The Holy Cross Church in Hattula
The Holy Cross Church (Pyhän Ristin kirkko)
serves as one of the churches of the local Lutheran congregation. As a museum, it is open during the summer 2021 daily from 11 am to 5 pm initially from the 15th of May to the 15th of August except for Midsummer Festival (25th and 26th of June). Admission is free, guided tour is 2 € per person (free to those under 18 yrs). Guided tours for groups 65 €/120 € (inquiries and bookings +358 3 672 3383).
If you wish to visit the church at some other time, you may ask for access by contacting the office of the Lutheran congregation in Hattula, tel. +358 3 6311540 (Mon-Thu 9 am to 1 pm). The opening fee of doors, then, is 65 € (free to researchers).
The Lutheran congregation in Hattula arranges Sunday services and concerts in the Holy Cross Church during the summer. You can find the schedule of the services on the page "Tapahtumat" titled “jumalanpalvelukset ja uskonelämä".
History and Character
The Holy Cross Church was built at the end of the 14th century, making it about six hundred years old. One of the distinctive features of the church is its red brick, as grey stone was the usual material of construction in Finland at the time. Only three medieval buildings in Finland were made of brick: the Turku Cathedral, the Castle of Hämeenlinna and this church.
This church was dedicated to the Holy Cross. The legend of the Holy Cross is pictured on the ceiling of the Church: St. Helen, the mother of the Emperor Constantine, made a pilgrimage to Jerusalem, where she found the Cross of Christ. As the story goes, she indicated the place she believed to be the site of the crucifixion – and so three crosses were found. One of them cured a woman who was mortally ill, so that cross was taken to be the one on which Christ was crucified. Pieces of wood believed to be fragments of this cross were common relics in medieval times, and one such piece was kept in Hattula in the Church of Holy Cross.

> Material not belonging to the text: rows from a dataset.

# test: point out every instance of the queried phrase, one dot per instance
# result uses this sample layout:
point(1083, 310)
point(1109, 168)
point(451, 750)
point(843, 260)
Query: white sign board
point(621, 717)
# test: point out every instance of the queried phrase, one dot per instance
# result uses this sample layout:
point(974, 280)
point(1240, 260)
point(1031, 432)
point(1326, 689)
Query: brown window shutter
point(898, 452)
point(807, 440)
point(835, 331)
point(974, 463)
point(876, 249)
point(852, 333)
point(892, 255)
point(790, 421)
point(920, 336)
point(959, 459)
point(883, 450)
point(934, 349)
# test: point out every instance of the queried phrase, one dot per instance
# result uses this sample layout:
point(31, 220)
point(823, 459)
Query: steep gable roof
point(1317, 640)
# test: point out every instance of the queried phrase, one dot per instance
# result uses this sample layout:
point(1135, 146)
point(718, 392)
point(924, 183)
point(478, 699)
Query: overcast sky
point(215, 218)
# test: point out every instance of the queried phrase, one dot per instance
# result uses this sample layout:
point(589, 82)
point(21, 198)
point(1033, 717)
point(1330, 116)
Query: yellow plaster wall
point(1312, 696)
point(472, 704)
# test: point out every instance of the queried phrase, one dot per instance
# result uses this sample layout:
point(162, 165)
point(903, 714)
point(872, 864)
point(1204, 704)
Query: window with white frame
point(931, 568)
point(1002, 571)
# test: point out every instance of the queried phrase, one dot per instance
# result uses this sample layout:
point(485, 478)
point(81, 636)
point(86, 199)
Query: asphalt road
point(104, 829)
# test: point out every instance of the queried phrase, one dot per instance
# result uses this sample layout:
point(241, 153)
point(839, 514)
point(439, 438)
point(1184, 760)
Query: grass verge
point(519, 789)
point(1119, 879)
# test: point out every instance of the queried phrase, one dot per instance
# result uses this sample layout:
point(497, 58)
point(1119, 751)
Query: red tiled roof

The church contains about two hundred paintings. They were painted at the beginning of the 16th century (1510). The identity of the painters is unknown but they were most likely Finns, possibly nuns. The technique was called al secco. The pictures were painted on a dry surface with colors dissolved in lime-water.
After the Reformation, the attitude towards paintings in churches become less favorable. However, the paintings in the ceiling of this church were never whitewashed as was done in other medieval churches, which is the reason the paintings are so bright. All the colors are original.
The church contains many wooden sculptures. The oldest of them is the triumph crucifix, made by the master of Lieto, the first known Finnish sculptor. There are two pulpits in the church. The smaller one is the oldest extant pulpit in Finland, donated to the church in 1550. The other pulpit is from the 18th century. Both of them are hand made by Finnish artisans.